There were 323 households, out of which 30.3% had children under the age of 18 living with them, 65.6% were married couples living together, 9.6% had a female householder with no husband present, and 22.0% were non-families. 19.8% of all households were made up of individuals, and 7.4% had someone living alone who was 65 years of age or older. The average household size was 2.61 and the average family size was 2.98.

In the town, the population was spread out, with 23.7% under the age of 18, 11.2% from 18 to 24, 27.4% from 25 to 44, 25.7% from 45 to 64, and 12.0% who were 65 years of age or older. The median age was 38 years. For every 100 females, there were 98.4 males. For every 100 females age 18 and over, there were 93.7 males.

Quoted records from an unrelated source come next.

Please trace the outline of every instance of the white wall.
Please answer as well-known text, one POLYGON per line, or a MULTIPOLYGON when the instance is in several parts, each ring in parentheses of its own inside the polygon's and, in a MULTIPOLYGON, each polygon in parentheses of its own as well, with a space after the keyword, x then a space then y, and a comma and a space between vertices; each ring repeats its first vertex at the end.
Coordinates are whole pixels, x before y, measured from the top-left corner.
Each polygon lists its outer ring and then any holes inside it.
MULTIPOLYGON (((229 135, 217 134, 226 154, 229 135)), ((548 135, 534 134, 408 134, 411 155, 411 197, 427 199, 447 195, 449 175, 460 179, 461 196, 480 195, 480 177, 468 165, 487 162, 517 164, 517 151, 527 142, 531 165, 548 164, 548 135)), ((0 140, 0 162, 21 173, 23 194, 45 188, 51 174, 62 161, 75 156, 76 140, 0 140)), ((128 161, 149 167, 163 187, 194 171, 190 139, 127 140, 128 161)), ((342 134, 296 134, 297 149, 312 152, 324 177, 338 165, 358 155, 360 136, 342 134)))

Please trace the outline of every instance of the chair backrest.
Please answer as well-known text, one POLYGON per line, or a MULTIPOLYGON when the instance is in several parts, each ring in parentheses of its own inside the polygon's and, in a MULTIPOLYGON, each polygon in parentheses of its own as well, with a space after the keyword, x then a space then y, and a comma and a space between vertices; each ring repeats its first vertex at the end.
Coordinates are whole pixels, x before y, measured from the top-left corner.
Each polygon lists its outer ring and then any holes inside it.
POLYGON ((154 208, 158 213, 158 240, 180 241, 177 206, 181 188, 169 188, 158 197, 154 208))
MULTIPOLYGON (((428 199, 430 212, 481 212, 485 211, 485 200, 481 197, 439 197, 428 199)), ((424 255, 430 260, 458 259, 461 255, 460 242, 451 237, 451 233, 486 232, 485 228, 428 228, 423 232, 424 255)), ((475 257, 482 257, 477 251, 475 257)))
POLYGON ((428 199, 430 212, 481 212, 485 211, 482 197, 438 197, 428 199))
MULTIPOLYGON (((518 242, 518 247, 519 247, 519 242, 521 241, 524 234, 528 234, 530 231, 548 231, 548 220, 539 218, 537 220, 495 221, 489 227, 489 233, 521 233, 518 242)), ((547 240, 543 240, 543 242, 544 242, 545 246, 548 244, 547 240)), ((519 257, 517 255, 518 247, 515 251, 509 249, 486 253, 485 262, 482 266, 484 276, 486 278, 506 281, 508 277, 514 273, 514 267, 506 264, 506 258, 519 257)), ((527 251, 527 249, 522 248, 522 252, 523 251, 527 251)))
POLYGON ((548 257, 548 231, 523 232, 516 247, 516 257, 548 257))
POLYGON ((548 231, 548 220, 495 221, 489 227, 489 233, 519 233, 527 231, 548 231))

The median income for a household in the town was $29,250, and the median income for a family was $31,985. Males had a median income of $28,026 versus $20,341 for females. The per capita income for the town was $12,780. About 9.4% of families and 13.7% of the population were below the poverty line, including 12.1% of those under age 18 and 22.0% of those age 65 or over.